Non aux observateurs étrangers pour surveiller nos élections
Le tout premier test de la démocratie en Tunisie sera de savoir si nous allons être capables d’élire notre Assemblée constituante par nous-mêmes. Dans son interview au journal La Presse du 21 Mars, M. Ben Achour a suggéré la possibilité qu’il y ait des observateurs nationaux ou étrangers pour surveiller le déroulement du scrutin. Si, à la veille des élections, nous voyons défiler sur les écrans de nos télévisions les images du débarquement des observateurs étrangers, accourus des diverses capitales occidentales pour «surveiller» notre scrutin, nous devrions nous résoudre à constater l’échec de ce premier test et d’y voir un très mauvais augure pour l’avenir de la démocratie en Tunisie.
Il y a deux raisons à cela. D’abord, ce qu’il y avait de plus remarquable dans l’élan populaire qui a fait basculer le régime de Ben Ali c’était sa spontanéité et le courage qu’a eu sa jeunesse de se confronter à une dictature policière féroce non pas sans appui externe, mais en fait malgré l’appui contraire apporté par certaines capitales occidentales au régime déchu. C’est comme si, pour emprunter l’expression de la poétesse June Jordan, nous avions soudain réalisé que «Ceux que nous attendions, c’est Nous», comme si une lumière s’était faite dans nos âmes pour nous dire qu’il n’y a de salut que celui qui émerge du plus profond de nous mêmes à travers un processus de lutte interne pour vaincre nos peurs et libérer nos énergies. L’indépendance de la révolution tunisienne vis-à-vis de toute forme d’interférence étrangère est bien ce qu’il y a de plus valeureux en elle et de plus conséquent avec une de ses aspirations majeures, à savoir la dignité du Tunisien. Est-ce que vous imaginez la Grande Bretagne, l’Allemagne, ou les Etats-Unis nous donner à nous, Tunisiens, le droit de surveiller leur scrutin?
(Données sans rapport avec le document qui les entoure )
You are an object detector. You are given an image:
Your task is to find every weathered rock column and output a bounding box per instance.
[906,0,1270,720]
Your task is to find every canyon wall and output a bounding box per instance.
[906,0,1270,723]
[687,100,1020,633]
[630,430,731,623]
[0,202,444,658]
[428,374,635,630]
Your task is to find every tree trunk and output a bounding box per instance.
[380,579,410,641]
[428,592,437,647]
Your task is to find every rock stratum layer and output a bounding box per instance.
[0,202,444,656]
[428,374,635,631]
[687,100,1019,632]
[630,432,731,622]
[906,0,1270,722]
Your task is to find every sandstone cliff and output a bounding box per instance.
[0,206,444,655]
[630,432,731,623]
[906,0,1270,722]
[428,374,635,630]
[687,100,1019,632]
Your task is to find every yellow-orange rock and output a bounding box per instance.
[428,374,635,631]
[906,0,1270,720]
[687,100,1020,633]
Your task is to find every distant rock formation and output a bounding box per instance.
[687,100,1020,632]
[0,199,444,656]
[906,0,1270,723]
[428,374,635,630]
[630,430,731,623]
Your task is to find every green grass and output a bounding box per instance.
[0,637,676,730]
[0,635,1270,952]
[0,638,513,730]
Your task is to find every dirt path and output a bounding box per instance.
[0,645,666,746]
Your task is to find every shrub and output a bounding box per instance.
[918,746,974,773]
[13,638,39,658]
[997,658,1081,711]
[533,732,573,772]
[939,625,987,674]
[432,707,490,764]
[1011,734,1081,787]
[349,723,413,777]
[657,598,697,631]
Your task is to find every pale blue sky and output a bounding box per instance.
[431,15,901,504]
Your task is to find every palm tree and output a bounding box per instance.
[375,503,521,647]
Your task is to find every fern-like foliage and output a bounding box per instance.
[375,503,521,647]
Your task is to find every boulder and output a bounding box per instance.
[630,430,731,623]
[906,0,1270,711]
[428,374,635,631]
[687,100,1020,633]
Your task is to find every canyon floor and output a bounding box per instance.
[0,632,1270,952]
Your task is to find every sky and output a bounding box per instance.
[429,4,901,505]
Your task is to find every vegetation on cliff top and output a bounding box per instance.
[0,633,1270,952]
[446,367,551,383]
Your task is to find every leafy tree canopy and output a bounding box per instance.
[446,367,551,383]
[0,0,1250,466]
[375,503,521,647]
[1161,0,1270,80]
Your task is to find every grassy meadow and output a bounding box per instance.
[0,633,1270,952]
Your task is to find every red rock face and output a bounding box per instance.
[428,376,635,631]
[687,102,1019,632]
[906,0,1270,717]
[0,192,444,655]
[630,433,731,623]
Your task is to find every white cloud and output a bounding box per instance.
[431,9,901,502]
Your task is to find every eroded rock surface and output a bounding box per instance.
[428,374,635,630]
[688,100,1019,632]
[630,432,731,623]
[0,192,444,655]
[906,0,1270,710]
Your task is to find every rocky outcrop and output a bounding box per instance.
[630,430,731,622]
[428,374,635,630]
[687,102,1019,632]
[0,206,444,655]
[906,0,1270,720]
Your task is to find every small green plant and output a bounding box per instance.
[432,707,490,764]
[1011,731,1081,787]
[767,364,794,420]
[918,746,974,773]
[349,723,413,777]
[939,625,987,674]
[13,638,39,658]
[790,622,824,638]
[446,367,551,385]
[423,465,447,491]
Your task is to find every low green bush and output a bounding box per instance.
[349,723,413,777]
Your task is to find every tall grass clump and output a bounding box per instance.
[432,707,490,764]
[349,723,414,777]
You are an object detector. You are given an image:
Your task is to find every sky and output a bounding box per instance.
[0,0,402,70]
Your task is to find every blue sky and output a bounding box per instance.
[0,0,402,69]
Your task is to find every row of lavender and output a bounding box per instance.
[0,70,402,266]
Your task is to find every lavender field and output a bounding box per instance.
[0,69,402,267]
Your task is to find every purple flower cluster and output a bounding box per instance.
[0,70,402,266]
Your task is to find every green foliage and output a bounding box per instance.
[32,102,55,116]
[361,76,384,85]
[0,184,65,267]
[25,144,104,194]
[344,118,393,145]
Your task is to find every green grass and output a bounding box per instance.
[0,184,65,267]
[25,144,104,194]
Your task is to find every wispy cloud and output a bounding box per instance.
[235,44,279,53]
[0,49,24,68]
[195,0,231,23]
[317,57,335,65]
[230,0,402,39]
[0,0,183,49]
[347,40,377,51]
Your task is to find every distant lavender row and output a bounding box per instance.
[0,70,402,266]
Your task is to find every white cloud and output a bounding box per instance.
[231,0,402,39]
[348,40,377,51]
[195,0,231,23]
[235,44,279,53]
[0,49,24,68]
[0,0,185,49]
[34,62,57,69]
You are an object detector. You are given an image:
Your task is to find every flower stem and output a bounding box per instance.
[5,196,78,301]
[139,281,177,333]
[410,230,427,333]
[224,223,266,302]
La dignité nationale pour laquelle notre jeunesse a payé de son sang nous dicte de ne pas renoncer à ce droit.
La deuxième raison pour laquelle la présence d’observateurs étrangers sonnera l’alarme pour le devenir de la démocratie en Tunisie est le fait qu’elle sapera la toute première assise sans laquelle nulle démocratie ne pourra être bâtie. Cette assise c’est le contrat d’honneur qui doit nous unir et ériger une interdiction morale absolue contre toute velléité de falsification du scrutin. La démocratie n’est pas l’ensemble des règles et des codes qui gouvernent les élections et la formation des partis. Ces règles et ces codes sont à la démocratie ce que seraient les pieds pour un être humain. Ils l’aident à marcher mais ils sont loin de définir ce qui fait de lui un Homme. La démocratie c’est, au sein d’une société, l’ensemble des croyances et des valeurs qui émanent d’une conviction commune que tous les hommes doivent jouir des mêmes droits et que l’intérêt de chaque citoyen doit être pris en considération dans les délibérations politiques au même degré que l’intérêt de tous les autres citoyens. Quand cette croyance devient fermement ancrée dans notre conscience, le respect du droit de l’autre devient sacré et c’est lui le fondement du contrat d’honneur que nous devons forger entre citoyens. Si nous en étions incapables, nous ne serions pas mûrs pour la démocratie. Plutôt que d’élire une assemblée, cherchons un autre dictateur et espérons qu’il soit plus éclairé que le précédent. Alors si les Américains ou les Européens offrent de surveiller notre scrutin, remercions-les très aimablement et disons leur que pour nous qui avons inventé une bonne partie de l’héritage humain en mathématiques, la tâche de compter les votes est tellement élémentaire que nous avons décidé de la confier à nos jeunes lycéens.